Robert Sterling Clark, who had been subpoenaed by the committee, was traveling in Europe when the story broke. Reached by telephone in Paris, he told the press that he had “strongly urged” Butler “to use his influence in favor of sound money and against inflation.” But he adamantly denied that he was the sponsor of an “American Fascist movement.” Still, vice chairman Dickstein announced that both Clark and his New York attorney, who had accompanied Clark to Europe, were under surveillance in Paris. “I believe that Clark has cold feet,” Dickstein told the Chicago Daily Tribune. “It looks as if he were afraid to appear before our committee. But we will get his testimony. Any one can see there is something wrong in this matter.” Dickstein pointed to MacGuire’s inability to explain to the committee financial transactions involving more than a hundred thousand dollars. “MacGuire is shielding somebody I believe. Probably a lot of people.”
Newspapers reported the “immediate emphatic denials by the purported plotters.” Leading the charge was General Hugh “Old Iron Pants” Johnson, who “barked” at the New York Times reporter. “He had better be pretty damn careful,” Johnson said, referring to Butler. “Nobody said a word to me about anything of this kind, and if they did I’d throw them out the wi
ndow. I know nothing about it.” Thomas Lamont, Liberty League contributor and J. P. Morgan partner, called it “perfect moonshine. Too unutterably ridiculous to comment upon!” General MacArthur was unavailable for comment, but his aides “expressed amazement and amusement.”
The committee examined various financial transactions between MacGuire and Clark and concluded that MacGuire had been the cashier for the plotters. Dickstein vowed that as many as sixteen people who had been identified by Butler, including Clark, would be subpoenaed.

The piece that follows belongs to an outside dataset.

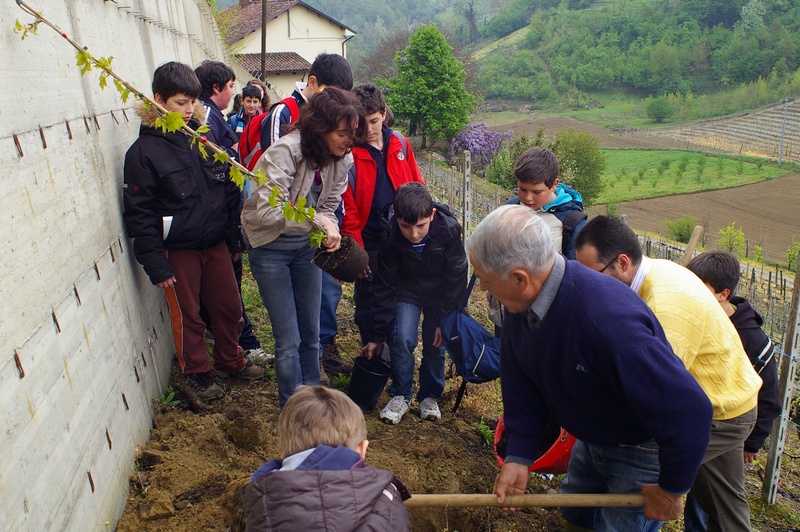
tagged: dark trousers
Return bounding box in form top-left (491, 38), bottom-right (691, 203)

But as days passed without further scheduled hearings, gossip began spreading through Washington that a cover-up was under way. Despite assurances from both McCormack and Dickstein that the committee planned a full investigation of the plot, they apparently only called one more witness—Frank N. Belgrano, a San Francisco banker and president of the Transamerica Corporation who would soon become national commander of the American Legion—but apparently sent him home without taking his testimony. The committee released its eight-thousand-word “Public Statement on Preliminary Findings” on November 24, 1934. Signed by McCormack and Dickstein, it began, “This committee has had no evidence before it that would in the slightest degree warrant calling before it such men as John W. Davis, General Hugh Johnson,” and then went on to list some of the other men who had been named by Butler as accomplices. Both congressmen insisted that they were pursuing the inquiry and planned to call Clark and others. The committee “still intends to get to the bottom of a Wall Street plot to put Major Gen. Smedley D. Butler at the head of a Fascist army here,” Dickstein told the New York Times. “The committee’s statement of the evidence … was intended only to satisfy the great public interest in the plot.” The newspaper account indicated Dickstein was eager for the statement to be seen “neither as whitewash … nor as sensationalism.”